Paragraphs 1 and 2 shall become effective retroactively on July 1, 2005.
Article 53-1
If an employer violates these regulations and is ordered to pay a fine or late payment charge imposed by the competent authority or the Bureau of Labor Insurance, the name of the institution or business owner, the name of the person in charge, the date of the disposition, the violation of the provisions and the amount of the disposition shall be made public; The same applies to those who have been fined according to Article 45.
Article 54
Late payment charges and fines imposed in accordance with the Act shall be paid within thirty days after the date that the violator receives notification; if they are not paid within the designated period, the violator shall be referred to the Administrative Enforcement Agency for compulsory execution in accordance with related statutes.

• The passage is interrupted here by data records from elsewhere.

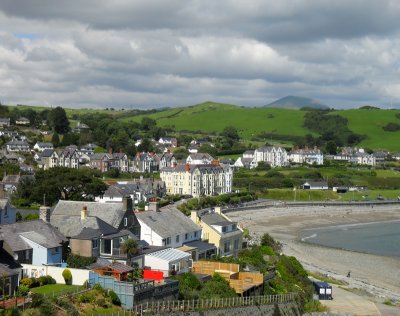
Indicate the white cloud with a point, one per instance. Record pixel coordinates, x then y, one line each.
157 53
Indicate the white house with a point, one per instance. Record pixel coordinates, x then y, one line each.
199 159
315 185
40 147
307 155
272 155
168 227
169 260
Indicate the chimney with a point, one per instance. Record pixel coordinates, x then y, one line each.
215 162
128 204
84 213
44 214
154 206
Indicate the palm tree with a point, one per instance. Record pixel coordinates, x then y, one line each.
130 247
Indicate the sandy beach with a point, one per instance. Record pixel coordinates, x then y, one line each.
377 275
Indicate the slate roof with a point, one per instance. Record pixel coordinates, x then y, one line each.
89 228
111 213
10 233
214 219
47 153
40 239
168 222
170 254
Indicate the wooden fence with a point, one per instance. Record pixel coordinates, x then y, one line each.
160 307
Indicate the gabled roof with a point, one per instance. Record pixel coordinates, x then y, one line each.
88 228
40 239
47 153
10 233
168 222
169 254
111 213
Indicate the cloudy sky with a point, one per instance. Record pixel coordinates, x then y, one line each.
146 54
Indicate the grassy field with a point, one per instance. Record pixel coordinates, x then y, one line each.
213 117
56 289
370 123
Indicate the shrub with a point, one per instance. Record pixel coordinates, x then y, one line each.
88 297
70 308
26 282
67 275
102 303
23 290
114 298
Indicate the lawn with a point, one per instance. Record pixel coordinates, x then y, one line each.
371 123
56 289
214 117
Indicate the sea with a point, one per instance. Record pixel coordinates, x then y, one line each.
378 238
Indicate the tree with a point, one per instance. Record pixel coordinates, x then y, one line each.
130 247
230 132
63 183
55 139
58 120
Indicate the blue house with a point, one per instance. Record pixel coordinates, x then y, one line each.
33 242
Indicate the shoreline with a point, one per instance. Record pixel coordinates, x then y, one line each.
375 274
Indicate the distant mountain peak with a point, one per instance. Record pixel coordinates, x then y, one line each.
296 102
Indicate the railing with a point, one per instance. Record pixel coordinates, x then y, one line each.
156 307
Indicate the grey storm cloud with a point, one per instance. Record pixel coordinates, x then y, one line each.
154 53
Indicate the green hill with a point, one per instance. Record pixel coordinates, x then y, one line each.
214 117
294 102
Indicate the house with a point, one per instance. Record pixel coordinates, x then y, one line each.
219 230
315 185
17 145
90 236
272 155
244 283
121 162
242 162
4 122
100 161
7 212
307 155
145 162
10 182
89 149
69 157
140 190
33 242
40 147
167 227
167 160
118 215
10 271
49 158
80 128
168 141
22 121
199 159
169 261
198 180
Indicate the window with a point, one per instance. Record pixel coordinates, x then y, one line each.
227 246
236 244
95 243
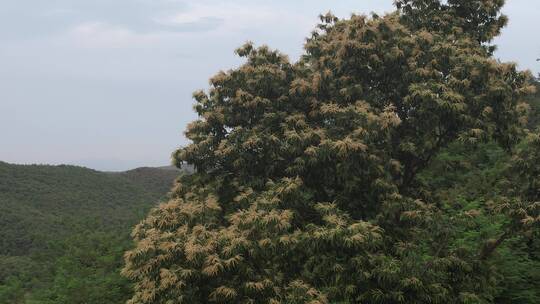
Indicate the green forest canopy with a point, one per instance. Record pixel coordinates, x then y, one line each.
63 231
393 163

The responsibility of imposing fines and the transference of duties for administrative execution concerning the annuity insurance program, prescribed in Article 39, shall be entrusted to the Bureau for handling.
Article 54-1
Should an employer fail to pay the pension or late payment charge according to the provisions of this Act, and no assets are available for seizure or the assets are insufficient for repayment, the representative or the responsible person shall be liable for liquidation.

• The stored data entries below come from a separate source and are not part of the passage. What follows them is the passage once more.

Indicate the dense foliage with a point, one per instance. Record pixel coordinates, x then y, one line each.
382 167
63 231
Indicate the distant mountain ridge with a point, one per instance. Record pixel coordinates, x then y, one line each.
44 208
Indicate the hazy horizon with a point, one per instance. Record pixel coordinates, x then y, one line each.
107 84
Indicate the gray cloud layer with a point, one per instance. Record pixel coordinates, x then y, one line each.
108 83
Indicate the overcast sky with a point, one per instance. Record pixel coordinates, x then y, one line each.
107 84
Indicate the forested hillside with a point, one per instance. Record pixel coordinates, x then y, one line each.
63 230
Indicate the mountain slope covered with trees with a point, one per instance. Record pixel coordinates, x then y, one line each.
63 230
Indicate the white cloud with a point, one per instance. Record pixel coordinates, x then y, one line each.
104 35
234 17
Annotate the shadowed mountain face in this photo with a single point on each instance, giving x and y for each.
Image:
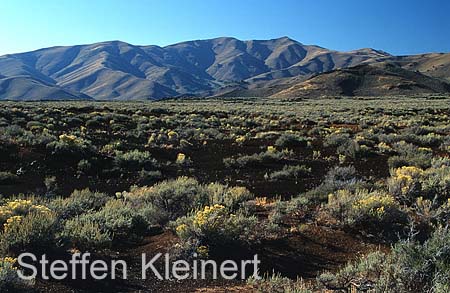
(26, 88)
(119, 71)
(367, 80)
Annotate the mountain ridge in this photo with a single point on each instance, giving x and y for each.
(116, 70)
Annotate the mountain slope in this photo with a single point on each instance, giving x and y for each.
(26, 88)
(223, 66)
(117, 70)
(367, 80)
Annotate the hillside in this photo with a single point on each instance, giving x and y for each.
(27, 88)
(217, 67)
(367, 80)
(117, 70)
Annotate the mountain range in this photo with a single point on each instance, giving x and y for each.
(217, 67)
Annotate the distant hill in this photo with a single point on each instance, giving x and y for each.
(223, 66)
(26, 88)
(367, 80)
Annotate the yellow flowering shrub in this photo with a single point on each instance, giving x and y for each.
(216, 225)
(8, 274)
(13, 210)
(271, 149)
(181, 158)
(362, 207)
(68, 138)
(405, 181)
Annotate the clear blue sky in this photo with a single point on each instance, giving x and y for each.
(396, 26)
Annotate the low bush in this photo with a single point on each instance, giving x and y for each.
(288, 140)
(289, 173)
(32, 232)
(84, 234)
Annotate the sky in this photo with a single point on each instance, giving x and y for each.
(399, 27)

After such a representative or person in charge has been notified by the Bureau of Labor Insurance and ordered to pay a fine or late payment charge, any person unable or unwilling to pay the designated amount will be transferred to the Administrative Enforcement Agency for administrative execution according to law.
Article 55
If the representative or any other staff member of a legal entity, the agent of a legal entity or a natural person, an employee or any other staff member violates the Act in the rendering of their respective services, the violator shall be punished pursuant to this Chapter; in addition, the legal entity itself or the natural person shall also be subject to punishment by such fine or administrative fine as prescribed in the respective articles of the Act; unless the representative of the legal entity or the natural person has done his/her best to avoid the occurrence of the violation.

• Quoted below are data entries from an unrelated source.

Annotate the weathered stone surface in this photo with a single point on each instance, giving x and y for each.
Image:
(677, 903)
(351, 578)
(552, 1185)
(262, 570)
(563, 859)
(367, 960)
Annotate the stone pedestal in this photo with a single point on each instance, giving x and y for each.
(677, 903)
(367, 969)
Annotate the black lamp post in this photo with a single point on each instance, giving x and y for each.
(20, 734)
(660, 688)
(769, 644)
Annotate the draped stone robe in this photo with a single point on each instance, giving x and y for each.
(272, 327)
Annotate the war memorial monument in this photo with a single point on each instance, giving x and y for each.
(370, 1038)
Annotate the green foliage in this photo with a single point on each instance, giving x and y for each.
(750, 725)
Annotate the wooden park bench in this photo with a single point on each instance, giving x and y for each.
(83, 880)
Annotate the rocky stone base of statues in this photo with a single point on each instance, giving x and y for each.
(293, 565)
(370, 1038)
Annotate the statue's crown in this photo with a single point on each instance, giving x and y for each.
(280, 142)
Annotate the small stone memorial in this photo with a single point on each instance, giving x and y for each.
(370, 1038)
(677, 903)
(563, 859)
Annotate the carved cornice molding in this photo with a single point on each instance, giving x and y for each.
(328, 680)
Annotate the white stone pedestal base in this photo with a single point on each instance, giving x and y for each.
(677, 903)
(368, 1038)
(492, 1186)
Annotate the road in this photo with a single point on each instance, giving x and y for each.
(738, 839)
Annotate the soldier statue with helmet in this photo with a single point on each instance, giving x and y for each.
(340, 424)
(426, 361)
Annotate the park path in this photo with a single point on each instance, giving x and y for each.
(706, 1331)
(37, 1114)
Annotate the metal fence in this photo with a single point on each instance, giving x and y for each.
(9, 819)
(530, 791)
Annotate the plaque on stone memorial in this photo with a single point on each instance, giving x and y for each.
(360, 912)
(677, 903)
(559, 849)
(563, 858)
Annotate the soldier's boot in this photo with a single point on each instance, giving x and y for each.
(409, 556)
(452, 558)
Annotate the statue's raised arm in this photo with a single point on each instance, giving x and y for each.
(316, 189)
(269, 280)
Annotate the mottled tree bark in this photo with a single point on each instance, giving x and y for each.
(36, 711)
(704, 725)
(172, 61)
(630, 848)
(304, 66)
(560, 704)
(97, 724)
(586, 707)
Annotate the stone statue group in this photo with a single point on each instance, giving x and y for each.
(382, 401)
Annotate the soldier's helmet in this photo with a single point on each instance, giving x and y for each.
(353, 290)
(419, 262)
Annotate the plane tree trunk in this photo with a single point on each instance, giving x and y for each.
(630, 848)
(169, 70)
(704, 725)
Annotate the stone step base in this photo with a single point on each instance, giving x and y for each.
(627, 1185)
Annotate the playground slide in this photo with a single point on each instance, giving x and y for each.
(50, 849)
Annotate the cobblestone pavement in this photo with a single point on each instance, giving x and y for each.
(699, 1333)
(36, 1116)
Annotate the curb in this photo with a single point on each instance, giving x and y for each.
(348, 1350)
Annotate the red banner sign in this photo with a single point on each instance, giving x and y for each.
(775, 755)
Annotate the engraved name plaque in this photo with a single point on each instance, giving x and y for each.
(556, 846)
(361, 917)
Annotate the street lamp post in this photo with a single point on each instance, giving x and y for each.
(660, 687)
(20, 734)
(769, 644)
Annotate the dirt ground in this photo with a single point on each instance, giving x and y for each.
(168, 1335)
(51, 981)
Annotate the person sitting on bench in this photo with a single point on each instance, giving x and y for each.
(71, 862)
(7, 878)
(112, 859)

The representative of a legal entity or the natural person shall be deemed as an offender, if he/she instigates or ignores such a violation.

  Chapter Ⅶ Supplementary Provisions

Article 56
When a business entity must cease operations due to division, merger/acquisition, or transfer, the succeeding business entity shall be strictly liable for any labor pension payments which the previous entity fails to contribute.
Article 56-1
The Bureau of Labor Insurance shall pay off ordinary pensions in the case of pensions and late payment charges which an employer has failed to pay, in accordance with this Act.
Article 56-2
The following provisions shall not apply to the labor pension system:
I. The Company Act provisions regarding debt relief for company restructuring.
II. Debt Disclaimer for Liquidation in Statute related to Consumer Debt Clearance.
III. The Bankruptcy Act's debt relief provisions for bankruptcy.
Article 56-3
The Bureau of Labor Insurance may request from any relevant authorities information necessary for the labor pension business, and the various agencies may not refuse.
The information obtained by the Bureau of Labor Insurance in accordance with the provisions of the preceding paragraph shall be handled with due diligence. The possession, handling and use of related materials shall be governed by the Personal Information Protection Act.
Article 57
The enforcement rules of the Act shall be prescribed by the central competent authority.
Article 58
This Act shall become effective after one year from the date of promulgation.
The amended articles in this Act, with the exception of those promulgated on different dates, shall become effective from the date of promulgation.